Stanzas one and three are by far the best, any changes you make their should be superficial if any.

Stanza 5 strikes me as emotionally honest, but bereft of the strong imagery present to this point. If there could be an expression of guilt through an observation or action of the speaker it would carry a heavier emotional payload. All in all this stanza is the only place where you "tell" us instead of "showing" us.



I like stanza seven but I think your diction gets a little to formal and syllabic at the end. "re-immersion in barren slumber" is to busy in its wording for me. maybe just a simpler expression for one of those ideas would free it up.

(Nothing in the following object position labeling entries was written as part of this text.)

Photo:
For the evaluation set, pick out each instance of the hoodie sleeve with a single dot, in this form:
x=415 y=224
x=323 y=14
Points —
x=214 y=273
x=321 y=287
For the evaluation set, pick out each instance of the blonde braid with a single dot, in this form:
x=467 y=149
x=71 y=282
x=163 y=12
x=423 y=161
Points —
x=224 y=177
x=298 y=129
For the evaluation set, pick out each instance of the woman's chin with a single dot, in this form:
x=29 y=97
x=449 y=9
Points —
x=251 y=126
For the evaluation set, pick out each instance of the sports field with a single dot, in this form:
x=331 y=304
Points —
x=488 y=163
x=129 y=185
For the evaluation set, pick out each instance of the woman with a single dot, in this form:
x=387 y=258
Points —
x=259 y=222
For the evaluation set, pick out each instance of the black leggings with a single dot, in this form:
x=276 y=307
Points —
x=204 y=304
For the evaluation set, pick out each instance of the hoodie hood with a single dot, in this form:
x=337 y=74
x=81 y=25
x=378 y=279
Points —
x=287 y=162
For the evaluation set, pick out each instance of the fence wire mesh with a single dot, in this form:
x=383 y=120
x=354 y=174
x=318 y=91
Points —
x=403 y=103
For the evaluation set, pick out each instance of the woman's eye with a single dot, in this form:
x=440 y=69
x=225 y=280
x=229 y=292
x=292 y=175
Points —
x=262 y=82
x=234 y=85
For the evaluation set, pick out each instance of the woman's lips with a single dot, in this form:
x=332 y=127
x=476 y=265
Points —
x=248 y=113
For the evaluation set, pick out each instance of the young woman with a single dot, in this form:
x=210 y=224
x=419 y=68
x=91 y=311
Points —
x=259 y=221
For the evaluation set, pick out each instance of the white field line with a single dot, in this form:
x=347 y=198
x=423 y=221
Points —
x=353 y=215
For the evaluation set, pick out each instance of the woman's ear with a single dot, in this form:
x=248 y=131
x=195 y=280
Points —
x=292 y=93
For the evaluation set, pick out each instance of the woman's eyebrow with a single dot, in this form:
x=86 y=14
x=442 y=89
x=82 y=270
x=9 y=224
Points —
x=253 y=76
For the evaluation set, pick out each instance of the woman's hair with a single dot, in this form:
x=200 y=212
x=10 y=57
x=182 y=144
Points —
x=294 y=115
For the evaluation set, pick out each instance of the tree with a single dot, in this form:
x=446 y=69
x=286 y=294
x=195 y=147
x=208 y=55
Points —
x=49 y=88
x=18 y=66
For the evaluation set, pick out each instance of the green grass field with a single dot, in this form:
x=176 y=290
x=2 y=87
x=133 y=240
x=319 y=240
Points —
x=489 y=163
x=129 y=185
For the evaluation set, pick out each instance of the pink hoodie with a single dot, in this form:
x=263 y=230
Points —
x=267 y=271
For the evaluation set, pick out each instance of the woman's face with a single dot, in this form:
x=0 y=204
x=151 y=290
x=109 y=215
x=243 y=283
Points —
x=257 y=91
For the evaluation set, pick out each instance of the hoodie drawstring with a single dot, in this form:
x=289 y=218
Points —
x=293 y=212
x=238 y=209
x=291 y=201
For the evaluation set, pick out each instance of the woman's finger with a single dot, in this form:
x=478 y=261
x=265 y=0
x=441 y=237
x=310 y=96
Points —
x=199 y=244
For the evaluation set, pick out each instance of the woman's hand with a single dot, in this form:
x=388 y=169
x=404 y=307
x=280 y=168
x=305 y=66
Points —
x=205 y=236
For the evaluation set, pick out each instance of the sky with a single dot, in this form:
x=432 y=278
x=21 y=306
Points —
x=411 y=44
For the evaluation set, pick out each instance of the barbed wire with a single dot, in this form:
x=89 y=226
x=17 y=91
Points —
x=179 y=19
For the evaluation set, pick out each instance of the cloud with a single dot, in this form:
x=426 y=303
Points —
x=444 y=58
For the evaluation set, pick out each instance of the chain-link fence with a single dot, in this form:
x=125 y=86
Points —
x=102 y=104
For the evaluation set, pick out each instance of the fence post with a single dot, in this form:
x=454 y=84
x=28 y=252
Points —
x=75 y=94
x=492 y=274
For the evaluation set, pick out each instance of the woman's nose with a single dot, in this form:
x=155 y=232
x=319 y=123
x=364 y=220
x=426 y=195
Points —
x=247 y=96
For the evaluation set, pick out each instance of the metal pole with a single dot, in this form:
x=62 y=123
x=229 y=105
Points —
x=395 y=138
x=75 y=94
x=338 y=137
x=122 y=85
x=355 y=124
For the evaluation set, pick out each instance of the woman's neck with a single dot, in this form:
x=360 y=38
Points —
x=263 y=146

Just some musings. Really a fantastic poem.
Callooh - on June 11 2007

Limeymcfrog:

LOVE Hopkins  ("Each mortal thing does one thing and the same: Deals out that being indoors each one dwells; Selves - goes itself; myself it speaks and spells, Crying "What I do is me: for that I came.") aahhhh....

I use nature quite a bit as a foil, a muse, a metaphor, a whatever - handy thing those trees, those birds and them bees...

right, MY poem... thanks very much, you're spot on - those two stanzas have been sticking points for me too. reworded them a couple times, and will reword again. I appreciate you being specific, that helps a lot.

thanks very much for reviewing it, I appreciate it!